For the same reason we will take the side of the DPRK if war breaks out on the Korean peninsula, as the USA is ceaselessly working towards. And we will take the side of China if the USA succeeds in its relentless provocations towards war over Taiwan.
We will work tirelessly to educate the masses about the real nature of the imperialist system. And we will do everything possible to bring our message to the peace movement that real peace will come only through the complete defeat of imperialism.
Our network is growing and becoming more meaningful, more truly global with every month that passes. At our conference in Athens last November, we had participation from parties across Africa, Asia and Latin America, bringing a real energy to our gathering and a real commitment to translate our shared line into real, coordinated action.
We are committed to popularising our slogans around the world and helping workers put them into practice:
No cooperation with the imperialist war machine! Defeat for imperialism’s fascist proxies in Ukraine and in Israel!

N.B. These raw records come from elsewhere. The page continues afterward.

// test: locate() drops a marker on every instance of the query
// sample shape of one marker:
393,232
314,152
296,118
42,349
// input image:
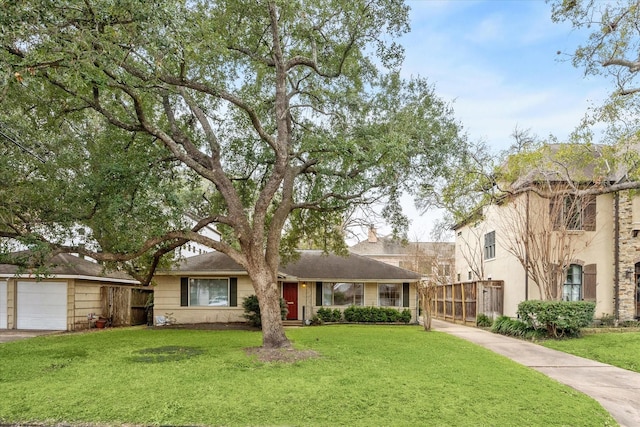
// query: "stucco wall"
590,247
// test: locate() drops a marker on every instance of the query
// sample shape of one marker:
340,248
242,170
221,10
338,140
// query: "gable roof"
69,266
385,246
310,266
316,265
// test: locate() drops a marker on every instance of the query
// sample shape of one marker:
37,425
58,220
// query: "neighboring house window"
490,245
209,292
390,295
342,294
573,213
572,288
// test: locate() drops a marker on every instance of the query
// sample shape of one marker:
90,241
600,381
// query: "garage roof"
68,266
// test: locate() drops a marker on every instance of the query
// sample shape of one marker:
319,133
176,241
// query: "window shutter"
589,282
589,213
184,291
233,291
319,294
405,295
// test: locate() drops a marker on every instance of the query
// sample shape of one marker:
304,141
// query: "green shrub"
557,318
252,310
376,315
405,316
483,321
505,325
329,315
315,321
607,320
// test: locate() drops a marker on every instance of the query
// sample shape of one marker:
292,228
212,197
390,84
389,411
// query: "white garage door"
42,305
3,304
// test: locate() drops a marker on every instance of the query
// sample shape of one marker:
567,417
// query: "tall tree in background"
269,119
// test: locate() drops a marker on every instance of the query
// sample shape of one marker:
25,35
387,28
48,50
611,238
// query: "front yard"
365,375
617,347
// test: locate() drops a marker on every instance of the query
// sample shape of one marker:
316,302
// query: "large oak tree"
269,119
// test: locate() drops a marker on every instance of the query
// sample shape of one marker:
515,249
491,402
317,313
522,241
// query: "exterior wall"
87,301
629,254
11,303
3,304
83,298
166,301
590,247
370,300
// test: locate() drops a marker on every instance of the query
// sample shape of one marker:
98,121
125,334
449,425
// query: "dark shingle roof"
70,265
316,265
312,265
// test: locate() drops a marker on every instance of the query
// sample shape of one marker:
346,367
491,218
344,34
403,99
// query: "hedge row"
364,315
558,318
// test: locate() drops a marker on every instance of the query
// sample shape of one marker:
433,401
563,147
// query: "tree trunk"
426,312
273,335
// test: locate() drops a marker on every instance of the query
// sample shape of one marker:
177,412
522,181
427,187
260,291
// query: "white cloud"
498,61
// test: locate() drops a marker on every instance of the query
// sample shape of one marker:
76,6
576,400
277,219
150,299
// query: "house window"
490,245
209,292
390,295
342,293
572,288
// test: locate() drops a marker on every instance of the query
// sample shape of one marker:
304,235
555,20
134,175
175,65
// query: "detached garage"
75,292
41,305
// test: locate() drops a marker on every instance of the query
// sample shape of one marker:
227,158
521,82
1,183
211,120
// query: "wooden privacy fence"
124,305
462,302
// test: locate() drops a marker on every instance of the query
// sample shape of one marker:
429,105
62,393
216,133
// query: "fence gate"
462,302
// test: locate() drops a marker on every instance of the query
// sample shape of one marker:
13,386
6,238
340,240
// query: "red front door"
290,295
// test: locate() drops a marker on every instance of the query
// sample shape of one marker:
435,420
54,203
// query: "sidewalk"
616,389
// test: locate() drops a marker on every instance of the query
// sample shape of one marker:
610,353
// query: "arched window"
572,289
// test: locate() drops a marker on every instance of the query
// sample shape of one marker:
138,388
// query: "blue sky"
497,62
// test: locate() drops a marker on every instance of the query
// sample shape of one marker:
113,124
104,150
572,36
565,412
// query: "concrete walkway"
616,389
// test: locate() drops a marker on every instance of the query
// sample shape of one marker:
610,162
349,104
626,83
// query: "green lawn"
366,375
620,349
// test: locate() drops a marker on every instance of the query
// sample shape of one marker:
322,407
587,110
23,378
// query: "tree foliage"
269,119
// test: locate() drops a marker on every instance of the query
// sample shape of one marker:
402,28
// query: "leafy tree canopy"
269,119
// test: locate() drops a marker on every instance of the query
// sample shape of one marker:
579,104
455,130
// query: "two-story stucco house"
576,248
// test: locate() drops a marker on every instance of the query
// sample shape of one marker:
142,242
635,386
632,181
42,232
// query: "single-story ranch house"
74,293
209,288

We must work actively for the defeat of all the forces of imperialism wherever they are; for the disruption and disbanding of Nato. We must work actively to combine and strengthen the forces of anti-imperialism all over the world.
And that means that we must continue to expose and oppose all those who pretend to be on the side of the workers while repeating imperialist propaganda.
The objective conditions are ripening fast for a new revolutionary upsurge. There is the real possibility of a wave of critical defeats for the imperialists that could shift the balance of forces decisively in favour of the working masses.
The subjective force – working-class organisation – will be decisive in this coming period.
Now is the time to study and to organise as never before!